There will be no sugar either (of course) and after a failed attempt to grind up the contents of a jar of silver ball cake decorations in a pestle and mortar, the flancer remembers that there is something far preferable available. In goes two teaspoons of icing sugar which floats on the top like unattractive pond scum.
The Cocktail of Satan is served. But being a professional tea drinker, the visitor will hand back an empty mug with hearty thanks.
A week later, your favourite pot plant will die horribly, a strange-looking icing-sugar-esque residue covering its topsoil.
You’ve run out of money. You have just received a final written warning from the local swimming baths for yet again attempting to pass off a car-wash token as a pound in their coffee vending machine. Your confidence is so low, you believe that a piece of over-ripe fruit could write a better piece of editorial than you ever could. Plus, your inability to generate gainful employment obviously comes with the associated assumptions of the paranoid, out-of-work-creative, namely: your parents never wanted you, the sexually active world-at-large has placed an international embargo your under-organs, your hair never lays flat and you daren’t search Facebook because you know that there will be a group entitled: ‘HateThis Flancer’ [accompanied by your picture]. All your exes/employers/family members will have joined it, as will the woman from downstairs whom you’ve only met once.
And so, you pitch to the Magazine You Have no Business pitching to.
This blog post, I might add, is NOT in any way borne of a belief that one publication is better than another. The point is this: flancers sometimes get so desperate to work/earn they will step out of their area of expertise and brazenly venture into the publicational Hinterland of the niche magazine: Quantum Physics Bulletin, Neuro-Surgeon’s World or Miniature China Animals Gazette.
IE into magazine-flavoured waters they know precisely jack shat about.
‘Well, I’ve seen a miniature china animal,’ protests the delusionally desperate flancer, as they eat all that there is left in the house (a packet of biscuits as old as Terry Wogan) to maintain energy levels, thanks to the bastards at the swimming baths having curtailed the illicit coffee supply. And decide that they will simply re-market their total and utter inexperience of animals, small, china or otherwise as ‘a new spin from an outsider!’
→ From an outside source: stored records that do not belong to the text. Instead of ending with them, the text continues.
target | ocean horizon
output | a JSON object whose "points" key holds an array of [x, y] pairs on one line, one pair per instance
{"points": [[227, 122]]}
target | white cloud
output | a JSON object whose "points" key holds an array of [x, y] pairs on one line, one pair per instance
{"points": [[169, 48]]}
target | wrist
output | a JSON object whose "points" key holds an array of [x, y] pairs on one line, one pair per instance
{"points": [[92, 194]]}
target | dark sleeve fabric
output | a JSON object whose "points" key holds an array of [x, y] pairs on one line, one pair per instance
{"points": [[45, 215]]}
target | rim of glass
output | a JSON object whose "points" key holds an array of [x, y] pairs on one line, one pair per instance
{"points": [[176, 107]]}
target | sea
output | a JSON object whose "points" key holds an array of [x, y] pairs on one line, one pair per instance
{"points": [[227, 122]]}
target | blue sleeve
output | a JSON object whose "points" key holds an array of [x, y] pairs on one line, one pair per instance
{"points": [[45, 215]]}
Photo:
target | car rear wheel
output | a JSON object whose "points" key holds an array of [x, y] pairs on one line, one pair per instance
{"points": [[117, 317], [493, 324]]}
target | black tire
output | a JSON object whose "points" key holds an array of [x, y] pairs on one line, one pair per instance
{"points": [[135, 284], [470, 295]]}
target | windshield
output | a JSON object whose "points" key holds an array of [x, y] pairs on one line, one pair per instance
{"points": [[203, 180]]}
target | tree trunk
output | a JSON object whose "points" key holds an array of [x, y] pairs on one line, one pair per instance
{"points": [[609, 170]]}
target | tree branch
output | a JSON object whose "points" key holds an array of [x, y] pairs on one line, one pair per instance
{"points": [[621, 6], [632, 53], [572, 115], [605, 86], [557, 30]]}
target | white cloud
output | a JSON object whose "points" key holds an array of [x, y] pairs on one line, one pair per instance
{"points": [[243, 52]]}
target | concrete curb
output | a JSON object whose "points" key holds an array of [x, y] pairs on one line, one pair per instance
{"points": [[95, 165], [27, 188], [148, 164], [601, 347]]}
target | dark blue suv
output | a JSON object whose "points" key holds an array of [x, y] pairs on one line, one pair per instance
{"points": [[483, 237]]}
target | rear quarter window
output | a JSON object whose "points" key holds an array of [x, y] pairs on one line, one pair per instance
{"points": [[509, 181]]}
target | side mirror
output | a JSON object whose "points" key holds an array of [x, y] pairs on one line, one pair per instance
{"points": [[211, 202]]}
They will then plough all of their creative frustration into eight or maybe nine of the worst ideas ever come up with by anybody in the history of the planet (including the people who make air-freshener adverts) and send them off, rubbing their hands together at their cunning. ‘No other flancers will be doing this and I will have the monopoly!’ they cackle, like an inmate of a rubber-walled hospital for the utterly idiotic.
Unsurprisingly, their genius feature idea for ‘clever verbal negotiating tactics for securing a knock-down bargain price from a wiley miniature pottery animal vendor!’ (cunning re titled: ‘Bull in a China Shop’) is just not the MCAG features desk’s sort of thing. Having now been rejected by MCAG, the flancer momentarily considers The Official Gazette of the Slovenian Society for Sautéed Potatoes and Onions* before getting a grip and taking a week off.
*An actual real-life publication. If you have submitted to this magazine I would be delighted to hear from you.